Should We Touch Each Other?

In the movie Tommy Boy Chris Farley’s character says to Rob Lowe’s character as they are introduced as brothers, “brothers don’t shake hands.  Brothers gotta hug.”  This is of course followed by a very awkward moment as Farley’s youthful innocence meets Lowe’s disdain.

In the Church, as well as society as a whole, we have a touch problem.  It’s real, and we need to actually start addressing it.

A few month’s ago I wrote about The Snuggery.  This is literally a place where you can go and pay money to have someone snuggle with you.  No lie.  Look it up.

As crazy as that sounds, it makes perfect sense.  We live in a world more and more devoid of proper touch.  There is a lot of abusive and sexual touch.  There is very little good touch, if we can even figure out what that means.

But the value of touch in our lives can not be understated.  It is vital and we can’t hide in a corner as the Church and just tell people no.  We need a different answer.

As a guy touch is even more complicated because touch is also a strength thing.  Here’s what I mean.  A lot of times as a young boy or teenager, touch means getting pushed around.  Are you tough enough means can you take a hit.  Are you strong enough means can you dish one out.  We get all sorts of answers to these questions growing up and those answers stay with us, even if they aren’t true anymore.

I was never a wrestle around kid.  I didn’t really know how to get hit or hit back.  Looking back, I wasn’t really weak over all, but I thought I was.  That affected how I viewed touch as I got older.  How you interact with other men physically matters and affects your confidence.

Then there is the touch of the opposite sex.  This is also all jacked up.  And in the Christian circle we are basically told don’t touch each other.  That sounds good, and I get it, but at some level, with no physical interaction at all, we just end up pushing people into a weirder and more awkward place.  If we accidentally equate all touch with shame or sin, we are setting ourselves up for failure.

When you throw in how isolated we are in daily life as singles this can be a disaster that just continues to build.  It hurts.  Touch matters.  The reality is people are doing something with their need for touch.  Touching the wrong way, burying the desire in escapism or fantasy, or just falling into isolation and awkwardness.

Many of us basically work alone.  Then literally half of us go home alone, eat alone, go to bed alone, and then get up alone and do it all again.  That does not lead to healthy touch. That leads to isolation.  Is our advice to single people going to be don’t touch?

We need a different answer than that.  The Church, and we as single people, need to engage this issue.  We need to talk about a right thinking about touch and then we need to live it out.

Touch is all over the Bible.  Jesus is constantly touching people.  This is actually one of the amazing things about Him.  He became flesh.  He lived in a place and at a particular time, just like you and me.  He sweat and smelled, and got tired and sore and He touched people – literally.  The leper, the blind, heck, even the dead.  And he was touched.
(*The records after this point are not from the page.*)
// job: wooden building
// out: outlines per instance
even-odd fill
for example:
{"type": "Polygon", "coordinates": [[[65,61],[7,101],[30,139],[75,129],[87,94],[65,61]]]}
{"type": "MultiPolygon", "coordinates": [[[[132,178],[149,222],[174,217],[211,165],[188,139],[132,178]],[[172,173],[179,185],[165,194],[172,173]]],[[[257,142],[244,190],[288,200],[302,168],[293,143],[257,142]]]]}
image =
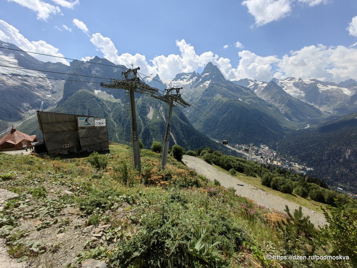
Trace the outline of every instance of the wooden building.
{"type": "Polygon", "coordinates": [[[24,149],[31,146],[31,143],[37,141],[36,135],[30,136],[11,128],[9,132],[0,139],[0,150],[24,149]]]}
{"type": "Polygon", "coordinates": [[[37,111],[40,130],[51,154],[90,152],[109,148],[105,119],[37,111]]]}

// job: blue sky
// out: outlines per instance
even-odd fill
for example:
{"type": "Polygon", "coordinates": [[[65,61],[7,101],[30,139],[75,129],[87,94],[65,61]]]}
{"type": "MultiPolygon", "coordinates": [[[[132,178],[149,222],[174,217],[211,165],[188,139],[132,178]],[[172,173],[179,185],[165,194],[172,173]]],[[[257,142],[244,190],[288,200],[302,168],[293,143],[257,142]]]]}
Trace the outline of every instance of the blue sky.
{"type": "Polygon", "coordinates": [[[0,39],[24,50],[132,62],[165,79],[209,61],[231,80],[357,79],[355,0],[1,2],[0,39]]]}

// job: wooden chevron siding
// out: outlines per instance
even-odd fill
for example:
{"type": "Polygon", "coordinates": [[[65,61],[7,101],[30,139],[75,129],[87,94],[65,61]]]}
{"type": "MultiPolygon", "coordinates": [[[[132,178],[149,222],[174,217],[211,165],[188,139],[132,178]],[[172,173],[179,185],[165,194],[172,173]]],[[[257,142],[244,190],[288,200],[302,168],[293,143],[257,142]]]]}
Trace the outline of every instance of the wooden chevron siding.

Women of ill refute, came and touched him  – with their hair and kisses.  Scandalous.

I’ll admit to not having all the perfect answers to this but I believe it starts with something Zack Eswine writes in his book Sensing Jesus.  He writes, “in the New Testament, two kinds of physical touch are set in brutal contrast”.  He points out that the misuse of touch used “to consume or preserve it’s own selfish wants, lusts, desires or agendas” and in contrast a different kind that “envisions a way for Christian community to recover in Jesus how humans were originally meant to touch each other.  Physical touch is meant as a holy act.”  He goes on, “Jesus touched people.  He touched bodies.  But his was not the sexualized touch of a pornographic mind, a controlling cling, or a predator heart.  The way of Jesus’s touch graciously intends to reform our own.”

Here’s my take.  As the Church (and especially if we are going to reach out to the half of the country that is unmarried) instead of running from touch, we need to reclaim it.  In other words we need to own the discussion and do it well.  We need to freaking lead instead of reacting in fear.

This will mean confronting wrong touch and helping both the wrongly touched and the toucher deal.  As men it means dealing with our insecurities and learning our strength and then offering it – physically.  With the opposite sex on a date it means reaching for her hand without thinking about reaching into her pants and realizing that they are not the same thing.

What we can’t do is say, don’t touch, don’t experience that or grow in it, and then if you get married don’t worry, it will just turn on.  That’s ridiculous and irresponsible.

What do you do with your need for touch?  What would holy touch look like?  What have you learned about touch in your life?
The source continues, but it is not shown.